Coding of domain names to wire format at gigabytes per second

8 thoughts on “Coding of domain names to wire format at gigabytes per second”

  1. KWillets says:

    Back when we were trying to validate UTF-8, I wracked my brain on how to get correct jump distances like this.

    The trick is to exponentiate a permutation of the following form:

    P[i] = i if position i has a dot

    P[i] = i+1 if not

    In SIMD terms that’s a constant vector plus the comparison mask:

    P=
    1 2 3 4 5 6 7 8 + -1 0 -1 0 0 0 0 -1
    = 0 2 2 4 5 6 7 7

    P^2 = 0 2 2 5 6 7 7 7 7

    P^4 = 0 2 2 7 7 7 7 7

    P has a fixed point at each dot, and the other locations fill from the right. The limit is an eigenvector under P.

    1. Damn it. Let me try.

      1. Ok. I think it is applicable, but it requires more work than I expected. I will need to come back to it.

    2. Noah goldstein says:

      What operation is it for P^2 / P^4. Seems to be neither power nor xor.

      1. KWillets says:

        P^2 means pshufb(P,P); sorry for the rough notation. That’s the shuffle mask equivalent to applying P twice (shuffle masks are composable, subject to certain constraints such as out-of-range entries being replaced by 0).

  2. Jeroen Koekkoek says:

    Only a minor remark, but the wire format for domain names is slightly different. Given lemire.me, the name contains three labels, one of length 6 (lemire), one of length 2 (me) and the root label. The correct wire format is 6lemire2me0 (in URLs the trailing dot is often implicit).

    Additional background info: A resolver starts looking up information by first querying the . (root server), which responds with the name server for .me, which responds with the location for lemire.me..

    1. Thanks.
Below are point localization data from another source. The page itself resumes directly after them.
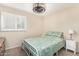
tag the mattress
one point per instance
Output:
(43, 46)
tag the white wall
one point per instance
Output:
(34, 28)
(63, 21)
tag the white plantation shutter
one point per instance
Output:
(12, 22)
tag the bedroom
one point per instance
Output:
(57, 17)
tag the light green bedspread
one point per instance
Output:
(44, 46)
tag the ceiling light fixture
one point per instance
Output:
(39, 7)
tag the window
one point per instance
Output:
(12, 22)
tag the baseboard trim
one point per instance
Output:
(11, 47)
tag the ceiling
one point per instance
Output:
(50, 7)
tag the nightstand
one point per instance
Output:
(2, 46)
(71, 45)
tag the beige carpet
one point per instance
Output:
(20, 52)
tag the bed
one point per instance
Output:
(46, 45)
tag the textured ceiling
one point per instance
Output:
(50, 7)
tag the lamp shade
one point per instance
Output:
(71, 31)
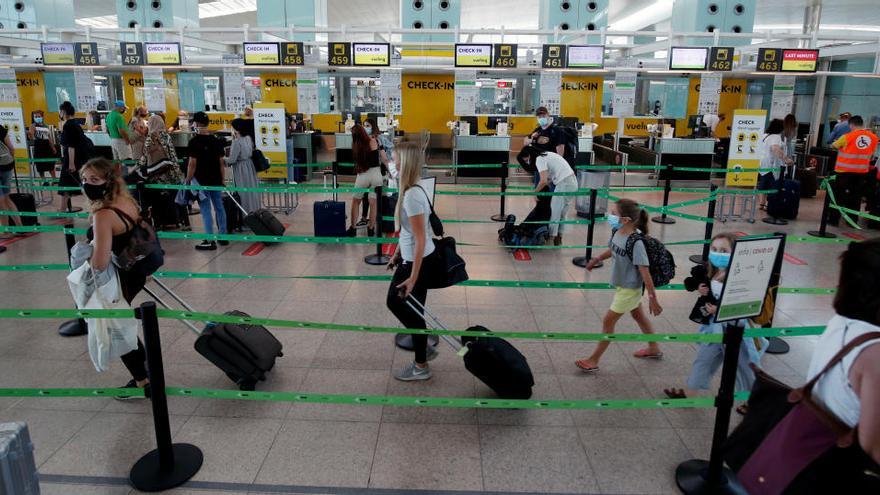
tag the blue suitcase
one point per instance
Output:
(329, 216)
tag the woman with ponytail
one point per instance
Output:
(630, 277)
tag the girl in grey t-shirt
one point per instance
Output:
(630, 277)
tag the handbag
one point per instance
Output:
(790, 444)
(450, 266)
(143, 255)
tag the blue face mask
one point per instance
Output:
(719, 260)
(613, 221)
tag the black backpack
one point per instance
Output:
(568, 137)
(661, 262)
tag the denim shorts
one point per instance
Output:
(5, 183)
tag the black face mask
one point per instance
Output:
(95, 192)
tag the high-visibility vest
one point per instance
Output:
(855, 157)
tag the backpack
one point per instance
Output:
(660, 260)
(568, 136)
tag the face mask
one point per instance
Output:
(95, 192)
(719, 260)
(613, 221)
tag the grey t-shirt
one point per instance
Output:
(625, 273)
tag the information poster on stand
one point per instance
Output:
(710, 93)
(11, 118)
(271, 137)
(307, 91)
(748, 278)
(466, 92)
(84, 83)
(782, 101)
(233, 84)
(551, 91)
(744, 152)
(154, 89)
(625, 93)
(392, 91)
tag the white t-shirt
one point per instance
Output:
(833, 390)
(556, 167)
(415, 202)
(768, 159)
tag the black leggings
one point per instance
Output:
(398, 306)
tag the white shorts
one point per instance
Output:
(121, 149)
(372, 178)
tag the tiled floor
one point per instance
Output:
(88, 445)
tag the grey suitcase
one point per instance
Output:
(18, 471)
(591, 180)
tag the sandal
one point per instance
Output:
(675, 393)
(581, 364)
(647, 354)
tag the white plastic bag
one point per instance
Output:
(109, 338)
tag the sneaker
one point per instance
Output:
(206, 246)
(411, 373)
(133, 385)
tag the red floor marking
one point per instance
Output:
(258, 247)
(854, 236)
(522, 255)
(793, 260)
(388, 249)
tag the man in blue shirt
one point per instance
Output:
(841, 129)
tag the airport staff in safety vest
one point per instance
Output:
(854, 152)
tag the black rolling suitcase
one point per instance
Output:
(261, 222)
(495, 361)
(244, 352)
(786, 202)
(329, 215)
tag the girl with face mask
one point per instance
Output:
(710, 357)
(631, 278)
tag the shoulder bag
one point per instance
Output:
(790, 444)
(451, 266)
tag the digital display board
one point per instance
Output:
(505, 55)
(371, 54)
(261, 54)
(585, 57)
(292, 53)
(132, 53)
(553, 56)
(688, 58)
(721, 58)
(473, 55)
(338, 53)
(162, 53)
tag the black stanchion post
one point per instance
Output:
(378, 258)
(699, 477)
(776, 345)
(77, 327)
(710, 226)
(582, 261)
(823, 224)
(502, 216)
(667, 188)
(169, 465)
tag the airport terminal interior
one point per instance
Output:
(255, 326)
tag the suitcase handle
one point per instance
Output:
(432, 321)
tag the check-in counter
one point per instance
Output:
(480, 149)
(685, 152)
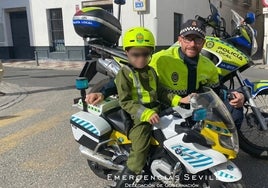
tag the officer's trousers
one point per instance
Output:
(140, 136)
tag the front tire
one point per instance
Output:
(252, 139)
(99, 170)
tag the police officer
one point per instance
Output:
(139, 91)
The blog post does not describe the final zero. However, the code does produce a trailing zero. In the case where the input is lemire.me, you get the following (see unit tests):

      input:
      6c 65 6d 69 72 65 2e 6d 65
      name_to_dnswire_simd output:
      06 6c 65 6d 69 72 65 02 6d 65 00
      name_to_dnswire output:
      06 6c 65 6d 69 72 65 02 6d 65 00
      name_to_dnswire_scalar_labels output:
      06 6c 65 6d 69 72 65 02 6d 65 00
      name_to_dnswire_avx output:
      06 6c 65 6d 69 72 65 02 6d 65 00
      name_to_dnswire_idx_avx output:
      06 6c 65 6d 69 72 65 02 6d 65 00
      
      1. Isaac Kabel says:

        The non-simd function works in the test because it has a final *counter = 0; whereas the simplified code in the article excludes it and is wrong as a result.

        I sympathize with excluding the label length validation and is_name_char implementation, both clearly for brevity’s sake, but the null terminator is a matter of correctness.

        I (and presumably Jeroen too) would have found your introduction easier to understand since I think of the DNS name wire format the other way (dots are separators between labels, there’s a trailing empty label, labels are serialized with a length prefix byte). From your description, I figured you’d have to add the null terminator after the loop, so when I didn’t see it in your code, I mentally desk checked it to make sure I wasn’t misunderstanding.